“I couldn’t stand what they were doing”: the iconic role Kurt Russell hated and why it’s still “one of the few things” he regrets not playing

He’s played a few iconic roles in his career, but Kurt Russell continues to regret that he didn’t get the opportunity to add one of the most iconic of them all to his filmic CV.

Most actors would be content with being Snake Plissken, Jack Burton, RJ MacReady, Wyatt Earp, and Stuntman Mike, and he is, but the actor continues to think about the what-if that could have pushed his career in an entirely different direction when it was starting to cool off for the first time.

Obviously, since he’s been booked and busy for over 60 years, Russell has never faded from the Hollywood spotlight, but the late 1980s were a tricky time.
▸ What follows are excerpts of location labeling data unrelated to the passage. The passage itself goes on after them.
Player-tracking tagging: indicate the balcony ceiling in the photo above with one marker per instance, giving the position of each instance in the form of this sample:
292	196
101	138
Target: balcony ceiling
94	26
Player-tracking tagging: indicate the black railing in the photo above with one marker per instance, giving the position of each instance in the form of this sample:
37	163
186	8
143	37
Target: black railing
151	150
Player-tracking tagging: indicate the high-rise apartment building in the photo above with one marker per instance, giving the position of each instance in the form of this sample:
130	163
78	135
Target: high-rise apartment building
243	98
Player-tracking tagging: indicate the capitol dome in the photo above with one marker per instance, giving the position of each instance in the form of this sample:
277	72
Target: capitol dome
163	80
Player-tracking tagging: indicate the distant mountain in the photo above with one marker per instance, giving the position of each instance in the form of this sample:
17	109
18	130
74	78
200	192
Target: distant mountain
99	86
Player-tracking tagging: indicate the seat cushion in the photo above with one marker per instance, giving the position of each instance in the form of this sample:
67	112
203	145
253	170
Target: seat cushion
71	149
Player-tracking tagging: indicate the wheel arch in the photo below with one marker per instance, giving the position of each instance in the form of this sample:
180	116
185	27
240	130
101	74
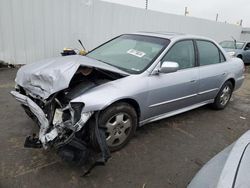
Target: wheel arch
232	80
131	102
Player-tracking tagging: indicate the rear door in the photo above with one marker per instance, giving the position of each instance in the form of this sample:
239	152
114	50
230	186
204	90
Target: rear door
212	69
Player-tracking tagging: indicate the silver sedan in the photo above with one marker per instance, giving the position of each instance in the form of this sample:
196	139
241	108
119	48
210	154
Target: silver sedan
95	102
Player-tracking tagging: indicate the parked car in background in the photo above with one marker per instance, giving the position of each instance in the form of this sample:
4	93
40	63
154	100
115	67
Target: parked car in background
229	168
89	104
237	49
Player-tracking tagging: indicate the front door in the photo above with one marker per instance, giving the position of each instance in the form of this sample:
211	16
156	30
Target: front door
212	70
173	91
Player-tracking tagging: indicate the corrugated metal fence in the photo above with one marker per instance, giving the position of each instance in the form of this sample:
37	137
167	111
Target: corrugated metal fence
35	29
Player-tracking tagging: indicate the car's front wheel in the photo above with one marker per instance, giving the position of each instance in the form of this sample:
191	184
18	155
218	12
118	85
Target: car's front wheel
224	95
120	121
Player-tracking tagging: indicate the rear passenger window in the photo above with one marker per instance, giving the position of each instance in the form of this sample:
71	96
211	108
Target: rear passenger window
208	53
182	53
222	57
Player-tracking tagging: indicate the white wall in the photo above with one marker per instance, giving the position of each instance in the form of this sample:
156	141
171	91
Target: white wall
35	29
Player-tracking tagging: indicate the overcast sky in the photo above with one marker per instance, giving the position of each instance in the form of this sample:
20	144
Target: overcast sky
231	11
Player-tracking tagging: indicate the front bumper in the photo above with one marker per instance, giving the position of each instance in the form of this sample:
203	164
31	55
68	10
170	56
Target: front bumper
44	137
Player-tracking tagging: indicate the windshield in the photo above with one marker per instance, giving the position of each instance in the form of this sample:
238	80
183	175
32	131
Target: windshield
231	44
131	53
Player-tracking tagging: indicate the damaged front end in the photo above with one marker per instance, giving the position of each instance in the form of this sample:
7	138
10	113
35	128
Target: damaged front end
75	135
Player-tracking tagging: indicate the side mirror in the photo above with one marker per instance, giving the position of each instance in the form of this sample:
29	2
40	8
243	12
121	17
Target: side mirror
168	67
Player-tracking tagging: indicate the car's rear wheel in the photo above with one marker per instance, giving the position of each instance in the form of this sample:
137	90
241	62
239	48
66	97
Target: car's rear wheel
120	121
223	97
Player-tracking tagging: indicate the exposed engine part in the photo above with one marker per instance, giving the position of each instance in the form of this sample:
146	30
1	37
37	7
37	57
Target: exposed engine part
32	142
74	134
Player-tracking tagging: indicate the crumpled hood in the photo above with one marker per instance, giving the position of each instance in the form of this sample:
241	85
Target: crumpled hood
46	77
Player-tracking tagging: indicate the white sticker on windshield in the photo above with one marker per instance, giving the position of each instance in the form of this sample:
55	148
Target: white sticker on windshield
136	53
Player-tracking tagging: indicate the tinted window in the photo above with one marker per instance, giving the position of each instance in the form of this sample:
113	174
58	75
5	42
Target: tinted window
182	53
222	58
208	53
131	53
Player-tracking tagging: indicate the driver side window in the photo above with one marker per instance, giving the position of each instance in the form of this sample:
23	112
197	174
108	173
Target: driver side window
247	46
182	53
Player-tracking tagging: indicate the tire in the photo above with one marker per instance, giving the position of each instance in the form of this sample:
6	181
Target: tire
120	121
223	97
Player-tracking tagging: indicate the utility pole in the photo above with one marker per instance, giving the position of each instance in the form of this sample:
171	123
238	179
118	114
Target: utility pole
217	15
186	11
241	22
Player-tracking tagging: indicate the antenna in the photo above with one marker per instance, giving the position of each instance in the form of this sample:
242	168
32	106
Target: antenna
81	44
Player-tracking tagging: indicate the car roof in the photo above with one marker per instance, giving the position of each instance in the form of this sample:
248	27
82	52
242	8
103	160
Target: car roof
170	35
232	41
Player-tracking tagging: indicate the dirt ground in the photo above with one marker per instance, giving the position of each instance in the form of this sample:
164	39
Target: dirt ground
167	153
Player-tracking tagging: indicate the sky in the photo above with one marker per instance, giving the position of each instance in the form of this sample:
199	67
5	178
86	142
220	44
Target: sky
230	11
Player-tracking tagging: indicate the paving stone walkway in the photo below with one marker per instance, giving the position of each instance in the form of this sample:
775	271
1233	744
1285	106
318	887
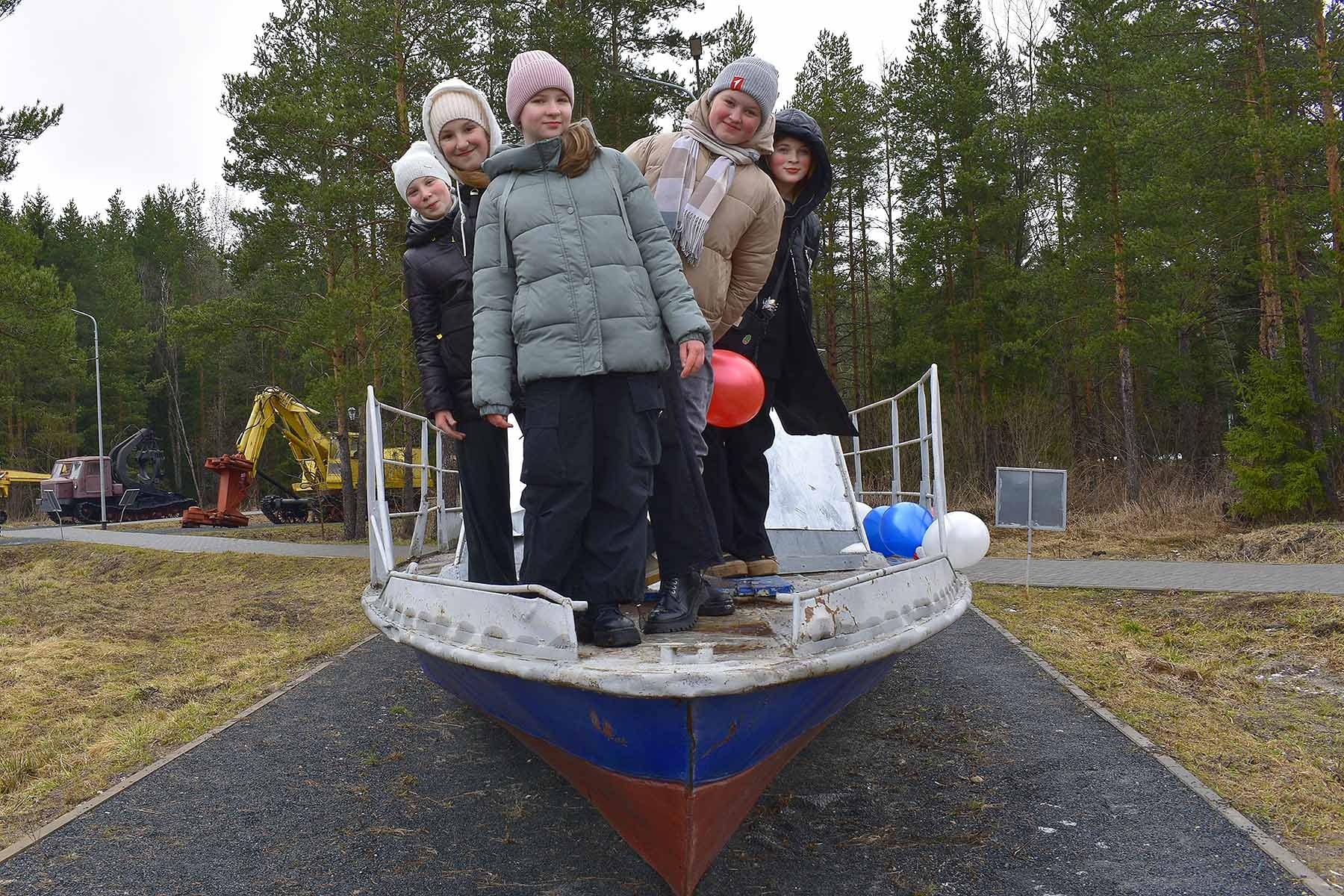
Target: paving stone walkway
183	541
1163	575
1142	575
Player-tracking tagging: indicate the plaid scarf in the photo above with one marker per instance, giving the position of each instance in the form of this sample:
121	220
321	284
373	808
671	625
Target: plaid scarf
687	206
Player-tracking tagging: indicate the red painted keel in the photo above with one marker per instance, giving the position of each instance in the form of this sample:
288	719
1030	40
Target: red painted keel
675	828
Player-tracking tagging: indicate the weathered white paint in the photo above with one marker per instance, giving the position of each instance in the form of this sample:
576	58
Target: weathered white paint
672	665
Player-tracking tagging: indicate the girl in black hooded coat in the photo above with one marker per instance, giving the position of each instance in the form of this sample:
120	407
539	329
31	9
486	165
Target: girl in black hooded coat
776	334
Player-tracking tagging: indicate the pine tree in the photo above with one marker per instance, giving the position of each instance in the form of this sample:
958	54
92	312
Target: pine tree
23	125
734	40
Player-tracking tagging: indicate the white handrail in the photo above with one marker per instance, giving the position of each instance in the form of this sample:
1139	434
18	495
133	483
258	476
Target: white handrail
932	494
381	554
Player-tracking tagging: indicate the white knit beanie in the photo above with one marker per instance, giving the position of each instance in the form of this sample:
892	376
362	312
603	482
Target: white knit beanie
452	105
531	73
418	161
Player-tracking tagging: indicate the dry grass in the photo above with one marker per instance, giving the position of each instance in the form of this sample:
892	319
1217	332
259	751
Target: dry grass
295	532
109	659
1246	691
1177	520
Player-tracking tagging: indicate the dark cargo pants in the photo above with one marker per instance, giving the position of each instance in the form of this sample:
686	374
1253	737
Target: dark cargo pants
737	477
589	449
483	473
679	509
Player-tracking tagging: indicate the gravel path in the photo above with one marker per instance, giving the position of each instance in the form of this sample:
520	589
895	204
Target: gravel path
967	771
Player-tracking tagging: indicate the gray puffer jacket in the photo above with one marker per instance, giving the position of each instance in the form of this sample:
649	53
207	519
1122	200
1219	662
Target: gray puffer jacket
571	276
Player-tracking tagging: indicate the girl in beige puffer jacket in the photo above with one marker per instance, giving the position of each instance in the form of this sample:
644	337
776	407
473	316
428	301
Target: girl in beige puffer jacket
725	213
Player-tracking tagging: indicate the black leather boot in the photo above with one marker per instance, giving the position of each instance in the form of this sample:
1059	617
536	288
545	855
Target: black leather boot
679	603
608	628
719	605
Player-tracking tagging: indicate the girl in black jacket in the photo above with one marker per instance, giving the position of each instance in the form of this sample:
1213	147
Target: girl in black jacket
776	332
437	273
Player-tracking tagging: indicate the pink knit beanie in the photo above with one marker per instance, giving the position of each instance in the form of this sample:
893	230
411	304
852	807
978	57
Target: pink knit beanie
531	73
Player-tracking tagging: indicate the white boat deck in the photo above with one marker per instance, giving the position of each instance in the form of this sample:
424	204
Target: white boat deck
848	608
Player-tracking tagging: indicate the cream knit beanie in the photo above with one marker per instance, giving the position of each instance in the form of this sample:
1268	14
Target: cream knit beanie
452	105
531	73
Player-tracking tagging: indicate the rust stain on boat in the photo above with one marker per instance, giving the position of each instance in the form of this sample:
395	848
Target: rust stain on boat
732	732
604	727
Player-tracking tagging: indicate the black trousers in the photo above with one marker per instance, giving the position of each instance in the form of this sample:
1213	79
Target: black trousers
589	449
680	514
737	477
483	473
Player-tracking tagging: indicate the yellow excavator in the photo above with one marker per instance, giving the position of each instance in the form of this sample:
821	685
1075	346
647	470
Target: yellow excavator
317	491
11	477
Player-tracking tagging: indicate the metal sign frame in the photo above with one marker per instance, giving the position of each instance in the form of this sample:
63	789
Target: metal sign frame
1031	523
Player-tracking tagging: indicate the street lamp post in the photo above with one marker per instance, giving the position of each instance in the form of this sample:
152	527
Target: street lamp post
695	54
97	376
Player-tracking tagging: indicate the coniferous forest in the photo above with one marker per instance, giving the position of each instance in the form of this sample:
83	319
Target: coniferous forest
1115	225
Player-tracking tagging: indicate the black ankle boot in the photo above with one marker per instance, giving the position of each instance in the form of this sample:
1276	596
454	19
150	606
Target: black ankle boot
606	626
680	598
719	605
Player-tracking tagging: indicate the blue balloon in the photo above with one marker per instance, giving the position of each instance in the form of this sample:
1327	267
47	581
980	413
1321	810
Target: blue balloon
903	527
873	527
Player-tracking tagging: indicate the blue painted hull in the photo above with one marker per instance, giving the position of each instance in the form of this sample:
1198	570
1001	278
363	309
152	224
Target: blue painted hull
691	742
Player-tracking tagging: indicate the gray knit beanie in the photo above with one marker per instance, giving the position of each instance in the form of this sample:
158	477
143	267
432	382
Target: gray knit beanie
417	163
752	75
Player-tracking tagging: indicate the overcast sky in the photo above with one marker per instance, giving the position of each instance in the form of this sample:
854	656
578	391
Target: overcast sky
141	81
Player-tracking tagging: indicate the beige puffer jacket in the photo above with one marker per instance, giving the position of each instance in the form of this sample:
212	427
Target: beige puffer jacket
744	233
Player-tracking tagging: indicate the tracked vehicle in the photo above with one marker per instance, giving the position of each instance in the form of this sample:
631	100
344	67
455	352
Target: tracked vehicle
136	462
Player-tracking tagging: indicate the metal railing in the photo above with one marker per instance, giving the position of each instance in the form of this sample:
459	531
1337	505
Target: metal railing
932	492
381	554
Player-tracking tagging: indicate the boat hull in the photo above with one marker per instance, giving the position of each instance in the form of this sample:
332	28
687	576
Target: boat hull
673	777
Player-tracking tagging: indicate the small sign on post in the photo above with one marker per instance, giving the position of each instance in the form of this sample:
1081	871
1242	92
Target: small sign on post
49	504
1030	499
128	499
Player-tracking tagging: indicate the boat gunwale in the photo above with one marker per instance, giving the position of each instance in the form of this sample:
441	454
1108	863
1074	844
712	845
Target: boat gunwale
682	680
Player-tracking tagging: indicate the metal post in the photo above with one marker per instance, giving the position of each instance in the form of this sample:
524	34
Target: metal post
939	488
1030	519
97	378
695	54
858	458
895	453
925	484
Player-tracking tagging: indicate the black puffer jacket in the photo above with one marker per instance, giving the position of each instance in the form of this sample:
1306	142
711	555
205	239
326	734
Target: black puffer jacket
437	269
781	343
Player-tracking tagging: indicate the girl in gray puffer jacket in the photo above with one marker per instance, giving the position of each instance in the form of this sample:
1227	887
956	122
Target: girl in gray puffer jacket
576	282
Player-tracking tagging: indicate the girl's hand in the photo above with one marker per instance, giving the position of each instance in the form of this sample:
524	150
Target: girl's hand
692	356
445	423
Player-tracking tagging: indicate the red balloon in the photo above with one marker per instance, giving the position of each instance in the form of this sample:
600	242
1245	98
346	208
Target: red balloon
738	390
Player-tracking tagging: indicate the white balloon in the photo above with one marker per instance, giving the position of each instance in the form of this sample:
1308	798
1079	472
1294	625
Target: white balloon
968	539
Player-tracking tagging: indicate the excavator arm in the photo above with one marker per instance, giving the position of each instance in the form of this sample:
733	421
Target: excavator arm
309	447
307	444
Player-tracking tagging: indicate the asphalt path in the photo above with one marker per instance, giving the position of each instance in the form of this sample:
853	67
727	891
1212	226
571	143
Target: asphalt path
967	771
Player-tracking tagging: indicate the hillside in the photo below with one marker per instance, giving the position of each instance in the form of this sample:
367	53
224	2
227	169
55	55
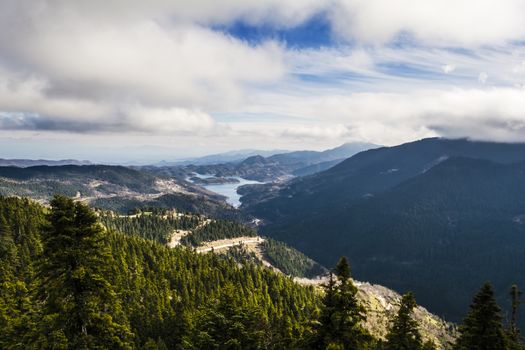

He went his separate ways with John Carpenter after Big Trouble in Little China flopped, Overboard under-performed, he was pushed out of Bull Durham, and Winter People tanked.

Tequila Sunrise and Tango & Cash made money, but Mel Gibson and Sylvester Stallone were the ones who took top billing, not him. He could have used a hit where he played the protagonist, and while he didn’t have to wait too long for Ron Howard’s Backdraft to give him that in 1991, he’s always wondered how things would have turned out had be been cast as Tim Burton’s Batman.

He’s definitely got the chin for it, that’s for sure, with the star admitting on the Bingeworthy Podcast that missing out on the ‘Caped Crusader’ remains “one of the few things I didn’t get” that he regrets. He had cause for concern, though, with the shadow of Adam West continuing to loom ominously over the superhero.

“There was a lot of talk, and I never heard anything real, but I was hoping, because I couldn’t stand what they were doing with Batman,” he explained. “Like, the comedy stuff. I couldn’t. Jack Nicholson had the great line, which is something like, ‘I’m crazy, but this guy who was dressed like a bat is fine?’ And it was like, ‘No, there’s a real story there, but it’s dark.'”

Seeing as the earliest iterations of the film that would ultimately become Tim Burton’s Gotham City-set blockbuster saw Bill Murray and Eddie Murphy being floated as a prospective Batman and Robin, it’s easy to see why Russell wasn’t entirely convinced that the industry would be ditching the ‘Dark Knight’ comedy synonymous with the West years in favour of something more serious.

Gibson and Pierce Brosnan both turned down the title role, but Russell didn’t even get an audition, with Michael Keaton’s casting leading to outrage from fans that Mr Mom had been hired to play their beloved Bruce Wayne and his costumed alter-ego, but it’s worth wondering if he could have pulled it off.

Could Russell have played the billionaire playboy side of Batman? Absolutely, he’s got charm and charisma for days. Could he have convinced as the tortured soul who weaponizes their trauma to dress up as a flying mammal and beat the shit out of people? That’s debatable, and he might have looked ridiculous in the suit, too.